1.RNAサンプルを、DEPC(もしくはRNAse非含有)H2Oを使用して、33ng/μLに標準化した。
2.上記miRNAアッセイコントロールの1:500希釈物を、調製した。499μL DEPC H2Oを、滅菌美章園心チューブの中で、上記miRNAアッセイコントロールの1μLへと添加した。上記チューブを、ボルテックスすることによって混合、短時間遠心分離にかけ、氷上で保存した。
3.アニーリングマスターミックスを、13μLのアニーリング緩衝液、26μLのnCounter(登録商標) miRNAタグ試薬および工程2において調製した6.5μLの上記1:500 miRNAアッセイコントロール希釈物を合わせることによって、調製した。これを、ピペットで上下させることによって十分に混合した。
4.3.5μLの上記アニーリングマスターミックスを、各チューブにアリコートに分けた。
5.3μL(100ng)のRNAサンプルを、各チューブに添加した。チューブにキャップをし、軽くたたいて混合し、遠心分離にかけた。
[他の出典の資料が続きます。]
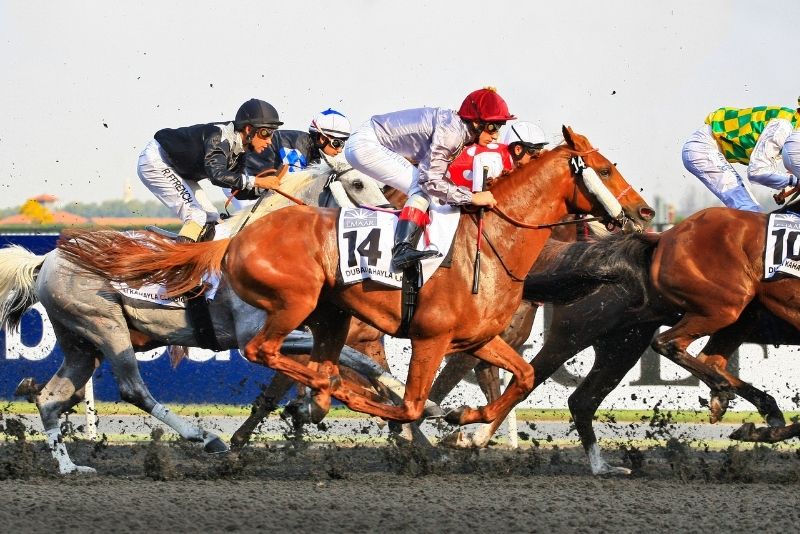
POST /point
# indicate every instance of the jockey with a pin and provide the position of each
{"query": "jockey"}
(172, 164)
(525, 141)
(385, 146)
(752, 136)
(296, 149)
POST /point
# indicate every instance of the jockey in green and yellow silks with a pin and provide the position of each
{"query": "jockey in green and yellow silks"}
(750, 136)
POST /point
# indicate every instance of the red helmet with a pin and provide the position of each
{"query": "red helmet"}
(485, 105)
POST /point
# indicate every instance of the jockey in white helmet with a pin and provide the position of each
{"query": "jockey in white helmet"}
(329, 129)
(296, 149)
(525, 141)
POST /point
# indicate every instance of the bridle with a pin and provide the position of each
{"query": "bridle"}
(589, 176)
(579, 170)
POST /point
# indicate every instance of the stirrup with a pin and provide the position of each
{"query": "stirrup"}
(405, 256)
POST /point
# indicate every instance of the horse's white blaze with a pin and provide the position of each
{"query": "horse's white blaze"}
(605, 197)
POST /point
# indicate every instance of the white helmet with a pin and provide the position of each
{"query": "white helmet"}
(331, 123)
(526, 133)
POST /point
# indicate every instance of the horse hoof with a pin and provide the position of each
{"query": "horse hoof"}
(79, 469)
(433, 412)
(776, 421)
(610, 470)
(456, 440)
(316, 413)
(744, 432)
(454, 416)
(215, 446)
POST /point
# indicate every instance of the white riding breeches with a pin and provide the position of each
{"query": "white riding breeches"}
(186, 198)
(791, 153)
(366, 154)
(703, 158)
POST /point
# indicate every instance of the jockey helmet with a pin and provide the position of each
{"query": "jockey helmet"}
(525, 133)
(330, 123)
(485, 105)
(258, 114)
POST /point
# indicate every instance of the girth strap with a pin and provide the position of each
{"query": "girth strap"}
(408, 298)
(200, 319)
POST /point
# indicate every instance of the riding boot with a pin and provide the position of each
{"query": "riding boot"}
(404, 252)
(190, 232)
(208, 231)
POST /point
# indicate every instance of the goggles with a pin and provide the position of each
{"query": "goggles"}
(492, 127)
(336, 142)
(264, 133)
(531, 150)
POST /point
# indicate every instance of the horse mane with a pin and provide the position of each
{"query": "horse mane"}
(577, 269)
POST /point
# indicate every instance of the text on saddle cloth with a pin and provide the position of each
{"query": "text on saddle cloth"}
(156, 293)
(366, 237)
(782, 250)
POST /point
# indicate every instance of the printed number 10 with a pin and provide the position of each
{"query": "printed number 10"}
(790, 241)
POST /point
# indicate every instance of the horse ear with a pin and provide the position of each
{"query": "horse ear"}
(567, 132)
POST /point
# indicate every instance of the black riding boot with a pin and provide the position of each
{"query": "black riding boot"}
(404, 253)
(208, 232)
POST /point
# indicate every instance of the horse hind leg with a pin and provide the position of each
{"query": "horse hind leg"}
(716, 353)
(615, 355)
(63, 391)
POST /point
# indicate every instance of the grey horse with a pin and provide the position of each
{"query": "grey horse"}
(94, 320)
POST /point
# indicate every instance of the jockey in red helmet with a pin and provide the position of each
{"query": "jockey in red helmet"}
(385, 146)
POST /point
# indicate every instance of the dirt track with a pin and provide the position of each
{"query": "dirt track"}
(390, 488)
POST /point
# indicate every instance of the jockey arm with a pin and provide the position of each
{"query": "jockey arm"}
(765, 165)
(223, 167)
(447, 142)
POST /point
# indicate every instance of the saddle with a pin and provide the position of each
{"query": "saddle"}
(206, 234)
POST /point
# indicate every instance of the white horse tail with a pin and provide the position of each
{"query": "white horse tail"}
(18, 268)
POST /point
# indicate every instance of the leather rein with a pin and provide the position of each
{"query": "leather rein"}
(576, 171)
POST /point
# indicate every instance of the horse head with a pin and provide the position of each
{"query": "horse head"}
(600, 188)
(347, 187)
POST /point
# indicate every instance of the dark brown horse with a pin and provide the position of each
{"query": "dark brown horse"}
(287, 265)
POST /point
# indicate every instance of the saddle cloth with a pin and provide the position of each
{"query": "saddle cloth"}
(366, 238)
(782, 251)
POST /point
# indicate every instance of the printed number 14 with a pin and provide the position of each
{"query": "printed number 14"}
(369, 248)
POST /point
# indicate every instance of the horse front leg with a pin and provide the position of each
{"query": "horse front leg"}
(498, 353)
(426, 357)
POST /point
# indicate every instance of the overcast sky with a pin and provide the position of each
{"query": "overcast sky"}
(85, 85)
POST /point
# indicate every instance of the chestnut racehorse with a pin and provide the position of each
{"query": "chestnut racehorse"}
(287, 265)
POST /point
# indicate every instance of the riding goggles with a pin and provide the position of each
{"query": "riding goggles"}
(264, 133)
(492, 127)
(335, 142)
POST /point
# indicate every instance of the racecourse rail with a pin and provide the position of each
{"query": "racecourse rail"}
(208, 377)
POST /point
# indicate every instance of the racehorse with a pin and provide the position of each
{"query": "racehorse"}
(638, 295)
(287, 265)
(94, 320)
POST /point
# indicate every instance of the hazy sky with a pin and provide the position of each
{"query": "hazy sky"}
(85, 85)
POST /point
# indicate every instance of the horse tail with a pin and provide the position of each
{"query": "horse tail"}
(142, 258)
(18, 270)
(582, 267)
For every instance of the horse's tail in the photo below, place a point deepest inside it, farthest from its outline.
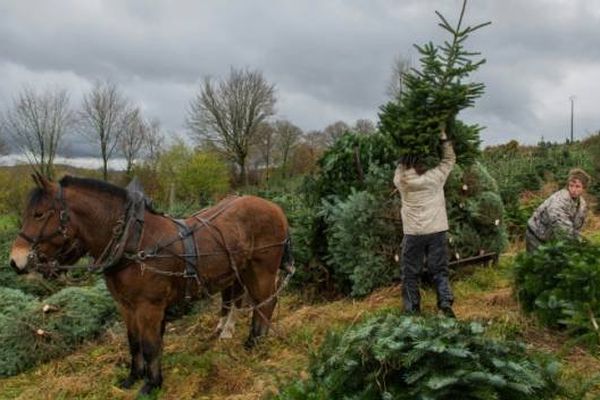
(287, 259)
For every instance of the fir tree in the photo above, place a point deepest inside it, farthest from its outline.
(434, 96)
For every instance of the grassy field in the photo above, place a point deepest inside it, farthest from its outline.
(197, 366)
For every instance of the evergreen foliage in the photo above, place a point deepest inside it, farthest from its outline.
(399, 357)
(356, 243)
(475, 212)
(434, 95)
(346, 164)
(560, 284)
(33, 331)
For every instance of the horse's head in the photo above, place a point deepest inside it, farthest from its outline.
(47, 235)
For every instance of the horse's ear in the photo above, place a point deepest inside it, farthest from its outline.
(36, 180)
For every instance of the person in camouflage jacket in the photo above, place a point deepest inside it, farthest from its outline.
(563, 213)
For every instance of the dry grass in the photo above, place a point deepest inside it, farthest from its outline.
(198, 367)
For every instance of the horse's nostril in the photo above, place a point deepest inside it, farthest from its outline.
(14, 266)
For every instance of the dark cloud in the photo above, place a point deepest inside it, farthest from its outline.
(330, 60)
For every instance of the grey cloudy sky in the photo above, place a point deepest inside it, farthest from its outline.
(329, 59)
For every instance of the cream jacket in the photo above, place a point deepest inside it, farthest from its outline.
(423, 201)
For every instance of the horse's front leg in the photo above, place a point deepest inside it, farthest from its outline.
(230, 299)
(136, 370)
(151, 323)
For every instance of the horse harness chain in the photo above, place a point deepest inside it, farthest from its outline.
(62, 230)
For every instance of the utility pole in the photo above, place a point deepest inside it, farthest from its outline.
(572, 99)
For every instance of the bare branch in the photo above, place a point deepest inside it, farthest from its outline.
(37, 122)
(227, 113)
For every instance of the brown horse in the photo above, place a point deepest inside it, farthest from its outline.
(150, 261)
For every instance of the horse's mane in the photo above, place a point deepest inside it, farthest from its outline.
(93, 184)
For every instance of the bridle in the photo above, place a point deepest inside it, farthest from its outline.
(63, 219)
(69, 245)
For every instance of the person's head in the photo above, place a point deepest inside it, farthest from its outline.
(412, 161)
(577, 182)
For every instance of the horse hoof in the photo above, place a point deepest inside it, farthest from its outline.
(147, 390)
(226, 334)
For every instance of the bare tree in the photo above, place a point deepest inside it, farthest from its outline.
(287, 136)
(334, 131)
(364, 126)
(400, 67)
(3, 145)
(154, 141)
(228, 113)
(37, 123)
(104, 119)
(133, 138)
(265, 143)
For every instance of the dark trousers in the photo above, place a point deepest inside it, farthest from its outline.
(415, 248)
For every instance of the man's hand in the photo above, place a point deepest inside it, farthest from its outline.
(443, 135)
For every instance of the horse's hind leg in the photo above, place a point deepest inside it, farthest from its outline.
(151, 322)
(136, 370)
(262, 285)
(230, 300)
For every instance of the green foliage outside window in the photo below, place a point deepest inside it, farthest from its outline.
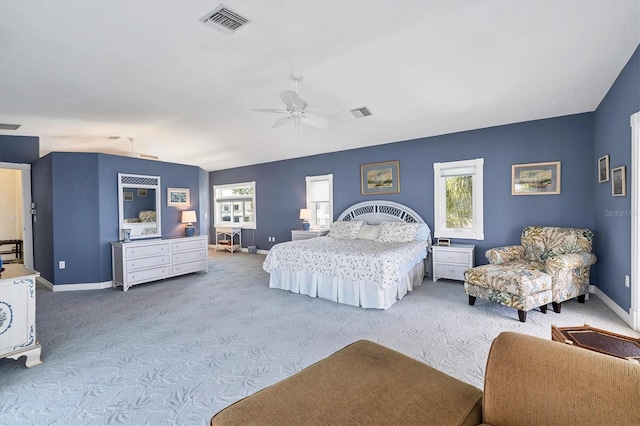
(459, 201)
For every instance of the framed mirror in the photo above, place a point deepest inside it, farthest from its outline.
(139, 202)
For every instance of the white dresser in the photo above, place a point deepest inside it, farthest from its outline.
(142, 261)
(299, 234)
(451, 261)
(18, 314)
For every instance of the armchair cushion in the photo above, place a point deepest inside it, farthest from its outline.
(500, 255)
(569, 261)
(543, 242)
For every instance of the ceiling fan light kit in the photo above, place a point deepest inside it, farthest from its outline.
(296, 108)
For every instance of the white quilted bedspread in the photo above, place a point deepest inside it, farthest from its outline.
(366, 260)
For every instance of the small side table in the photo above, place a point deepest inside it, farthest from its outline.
(595, 339)
(226, 239)
(451, 261)
(299, 234)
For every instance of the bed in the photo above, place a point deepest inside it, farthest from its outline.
(373, 256)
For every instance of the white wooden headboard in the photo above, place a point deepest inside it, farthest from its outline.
(376, 211)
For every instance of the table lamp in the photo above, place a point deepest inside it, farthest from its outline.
(305, 215)
(188, 217)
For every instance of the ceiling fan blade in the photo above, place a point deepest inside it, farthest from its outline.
(268, 110)
(281, 122)
(292, 100)
(315, 120)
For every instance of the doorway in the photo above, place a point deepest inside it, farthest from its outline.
(15, 214)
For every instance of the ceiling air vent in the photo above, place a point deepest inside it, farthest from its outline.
(361, 112)
(224, 19)
(4, 126)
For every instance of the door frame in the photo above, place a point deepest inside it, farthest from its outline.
(27, 224)
(635, 221)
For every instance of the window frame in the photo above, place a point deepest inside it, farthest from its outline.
(309, 180)
(219, 200)
(441, 171)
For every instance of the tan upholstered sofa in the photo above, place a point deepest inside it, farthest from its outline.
(528, 381)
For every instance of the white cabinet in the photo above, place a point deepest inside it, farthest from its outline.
(451, 261)
(299, 234)
(18, 314)
(142, 261)
(229, 239)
6.上記ストリップを、上記サーモサイクラーの中に入れ、上記アニーリングプロトコルを開始した。
7.19.5μL PEGを、13μL 連結緩衝液と合わせて、連結マスターミックスを調製した。
8.上記アニーリングプロトコルの完了後、上記サーモサイクラーが48℃に達したとき、2.5μLの上記連結マスターミックスを各チューブに添加した(上記サーモサイクラーを、工程9および工程10に関して48℃で維持されるように、静置した)。上記チューブを軽くたたいて、混合し、遠心分離にかけた。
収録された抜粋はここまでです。